「死に神は背後に立ち言った。“来い お前がこの世から旅立つ時だ”」
無作為に叩いた黒鍵から音色が響き渡る。不機嫌な視線が声が届く程度は遠くない壁際から放たれる。
「不吉なこと言うなよな。それって死神の迎えが来るグリム童話だろ?」
「死神のおつかいだ。ある日、死神を助けた男が助けた礼として『もし自分のところに来るときはあらかじめ教えてほしい』と約束をする。が、その知らせとは男の自堕落な生活に表れていた咳や熱、目眩のことだった。男は最後の最後でそのことを知り、そのまま死神に連れられていく」
放課後、音楽室のピアノの前に私はいた。白鍵に指をかけながら、同じく部屋に居座っているのは不機嫌な遠山だけだった。懲役536年ーー神崎かなえの判決が東京高等裁判所第八〇〇法廷に響いて以来、そしてアリアの許嫁であるエル・ワトソンが武偵校に転入してからというもの遠山の機嫌はいつ見てもこの有り様だった。

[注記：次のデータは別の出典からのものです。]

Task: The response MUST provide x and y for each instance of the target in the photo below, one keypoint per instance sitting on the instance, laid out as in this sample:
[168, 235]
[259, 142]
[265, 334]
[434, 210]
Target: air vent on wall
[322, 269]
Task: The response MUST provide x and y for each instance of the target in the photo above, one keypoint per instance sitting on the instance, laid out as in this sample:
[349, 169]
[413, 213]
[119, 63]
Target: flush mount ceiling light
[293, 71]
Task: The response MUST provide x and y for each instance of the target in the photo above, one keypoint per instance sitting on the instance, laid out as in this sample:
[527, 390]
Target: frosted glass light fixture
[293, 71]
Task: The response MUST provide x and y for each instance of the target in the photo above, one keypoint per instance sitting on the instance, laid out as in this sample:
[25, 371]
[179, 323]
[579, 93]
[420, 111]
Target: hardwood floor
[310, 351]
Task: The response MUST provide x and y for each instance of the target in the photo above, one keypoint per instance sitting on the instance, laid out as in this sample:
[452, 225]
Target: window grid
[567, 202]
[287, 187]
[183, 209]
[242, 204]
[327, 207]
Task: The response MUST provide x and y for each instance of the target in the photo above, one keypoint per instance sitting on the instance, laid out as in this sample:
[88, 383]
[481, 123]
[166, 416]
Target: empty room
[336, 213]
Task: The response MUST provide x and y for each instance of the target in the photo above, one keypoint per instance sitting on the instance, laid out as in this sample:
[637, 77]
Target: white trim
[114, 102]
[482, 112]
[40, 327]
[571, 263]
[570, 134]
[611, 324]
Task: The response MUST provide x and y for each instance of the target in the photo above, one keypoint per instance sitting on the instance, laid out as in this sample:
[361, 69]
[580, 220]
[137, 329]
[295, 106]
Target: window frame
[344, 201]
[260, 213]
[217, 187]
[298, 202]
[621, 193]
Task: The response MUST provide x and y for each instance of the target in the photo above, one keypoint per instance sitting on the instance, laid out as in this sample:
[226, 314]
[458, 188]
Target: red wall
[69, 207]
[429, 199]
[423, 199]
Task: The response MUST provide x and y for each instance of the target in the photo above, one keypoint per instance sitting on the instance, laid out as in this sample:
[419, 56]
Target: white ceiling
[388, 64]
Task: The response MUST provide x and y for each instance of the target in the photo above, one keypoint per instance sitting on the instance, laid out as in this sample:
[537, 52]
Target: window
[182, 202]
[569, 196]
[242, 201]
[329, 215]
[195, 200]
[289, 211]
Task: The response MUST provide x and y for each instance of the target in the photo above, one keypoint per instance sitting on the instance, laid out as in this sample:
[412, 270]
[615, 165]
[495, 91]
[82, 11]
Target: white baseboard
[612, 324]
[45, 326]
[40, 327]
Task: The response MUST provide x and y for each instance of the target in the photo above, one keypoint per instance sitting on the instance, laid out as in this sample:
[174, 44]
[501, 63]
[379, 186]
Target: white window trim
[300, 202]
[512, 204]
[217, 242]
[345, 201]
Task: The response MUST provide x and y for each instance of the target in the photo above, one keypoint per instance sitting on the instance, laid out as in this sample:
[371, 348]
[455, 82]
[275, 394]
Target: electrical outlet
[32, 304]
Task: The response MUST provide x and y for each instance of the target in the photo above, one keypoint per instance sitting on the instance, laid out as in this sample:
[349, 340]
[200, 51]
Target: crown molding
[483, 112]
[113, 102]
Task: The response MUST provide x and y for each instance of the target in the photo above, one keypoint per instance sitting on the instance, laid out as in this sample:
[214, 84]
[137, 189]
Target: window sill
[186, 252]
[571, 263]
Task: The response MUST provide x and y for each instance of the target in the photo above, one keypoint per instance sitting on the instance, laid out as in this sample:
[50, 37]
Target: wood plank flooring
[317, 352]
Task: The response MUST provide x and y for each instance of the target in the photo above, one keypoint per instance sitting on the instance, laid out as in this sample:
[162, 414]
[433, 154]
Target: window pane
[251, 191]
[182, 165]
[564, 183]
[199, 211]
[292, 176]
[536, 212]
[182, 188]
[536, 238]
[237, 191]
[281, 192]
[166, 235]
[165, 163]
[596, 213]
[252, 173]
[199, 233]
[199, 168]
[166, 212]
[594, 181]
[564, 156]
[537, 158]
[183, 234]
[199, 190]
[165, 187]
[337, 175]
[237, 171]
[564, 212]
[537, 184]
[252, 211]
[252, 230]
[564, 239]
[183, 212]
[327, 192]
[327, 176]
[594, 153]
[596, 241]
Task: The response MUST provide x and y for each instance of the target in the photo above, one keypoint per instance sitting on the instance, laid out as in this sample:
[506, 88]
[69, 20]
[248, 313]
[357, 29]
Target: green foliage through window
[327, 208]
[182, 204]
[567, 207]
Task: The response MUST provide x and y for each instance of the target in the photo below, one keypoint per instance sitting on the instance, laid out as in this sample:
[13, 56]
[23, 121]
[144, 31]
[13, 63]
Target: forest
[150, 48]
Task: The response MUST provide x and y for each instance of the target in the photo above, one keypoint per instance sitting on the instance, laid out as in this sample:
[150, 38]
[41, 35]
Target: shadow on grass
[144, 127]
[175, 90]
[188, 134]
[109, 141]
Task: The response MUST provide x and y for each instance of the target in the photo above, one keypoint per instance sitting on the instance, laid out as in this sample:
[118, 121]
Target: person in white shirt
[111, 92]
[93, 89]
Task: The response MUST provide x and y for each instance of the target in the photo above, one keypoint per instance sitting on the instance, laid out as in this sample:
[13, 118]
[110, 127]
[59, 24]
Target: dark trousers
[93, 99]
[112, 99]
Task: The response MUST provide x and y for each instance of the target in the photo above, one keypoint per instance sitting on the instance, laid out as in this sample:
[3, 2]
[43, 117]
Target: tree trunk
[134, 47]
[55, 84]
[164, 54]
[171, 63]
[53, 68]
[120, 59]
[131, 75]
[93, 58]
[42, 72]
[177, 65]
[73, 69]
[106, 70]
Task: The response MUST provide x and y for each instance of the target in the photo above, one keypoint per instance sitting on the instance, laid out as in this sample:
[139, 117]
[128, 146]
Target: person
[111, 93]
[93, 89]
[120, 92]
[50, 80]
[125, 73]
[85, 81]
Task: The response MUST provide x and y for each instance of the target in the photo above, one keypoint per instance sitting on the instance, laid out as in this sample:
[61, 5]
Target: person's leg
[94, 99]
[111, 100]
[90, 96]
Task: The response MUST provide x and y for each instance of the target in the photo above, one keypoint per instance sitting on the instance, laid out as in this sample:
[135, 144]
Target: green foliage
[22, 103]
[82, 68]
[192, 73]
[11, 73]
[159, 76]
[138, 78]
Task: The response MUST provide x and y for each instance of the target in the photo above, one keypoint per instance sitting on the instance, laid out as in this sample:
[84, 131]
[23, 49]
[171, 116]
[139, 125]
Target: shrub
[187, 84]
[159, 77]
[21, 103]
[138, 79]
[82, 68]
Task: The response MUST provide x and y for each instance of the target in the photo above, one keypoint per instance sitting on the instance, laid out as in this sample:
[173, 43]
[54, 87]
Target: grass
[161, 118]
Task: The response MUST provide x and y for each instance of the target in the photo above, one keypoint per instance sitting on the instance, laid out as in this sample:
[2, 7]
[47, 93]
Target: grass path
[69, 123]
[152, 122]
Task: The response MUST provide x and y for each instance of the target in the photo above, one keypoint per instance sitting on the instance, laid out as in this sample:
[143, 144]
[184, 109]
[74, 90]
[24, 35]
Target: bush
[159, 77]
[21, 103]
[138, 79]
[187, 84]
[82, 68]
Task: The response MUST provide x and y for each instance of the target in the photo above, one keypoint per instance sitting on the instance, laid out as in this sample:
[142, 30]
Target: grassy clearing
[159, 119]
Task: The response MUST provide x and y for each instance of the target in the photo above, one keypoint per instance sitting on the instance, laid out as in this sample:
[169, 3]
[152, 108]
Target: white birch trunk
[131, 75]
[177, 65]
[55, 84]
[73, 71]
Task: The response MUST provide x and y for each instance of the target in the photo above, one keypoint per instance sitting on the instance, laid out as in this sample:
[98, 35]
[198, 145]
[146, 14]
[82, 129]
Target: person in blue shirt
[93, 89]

分からなくもない。裁判は敗訴、一審より減刑はされてはいるが事実上の終身刑には何も変わらない。私や理子の証言を含めて、遠山とアリアが渡ってきた綱渡りの結果として見れば不服なのは当然だ。だが、そもそも傍聴人のいない、マスコミも1人も来ていない裁判そのものに私は怪しさを覚えてならない。次の最高裁が別れ道、敗訴すればその次はない。退路を焼かれている状態だ。
アリアと遠山の神経が張り詰めるのも自然なこと、何も不思議なことではない。ただ、遠山から漏れている怒りにも近い感情にはもう一つ、アリアの許嫁であるワトソンの転入も要因になっているのは私も無視できなかった。そう、ホームズのパートナーであるあのワトソンの一族だ。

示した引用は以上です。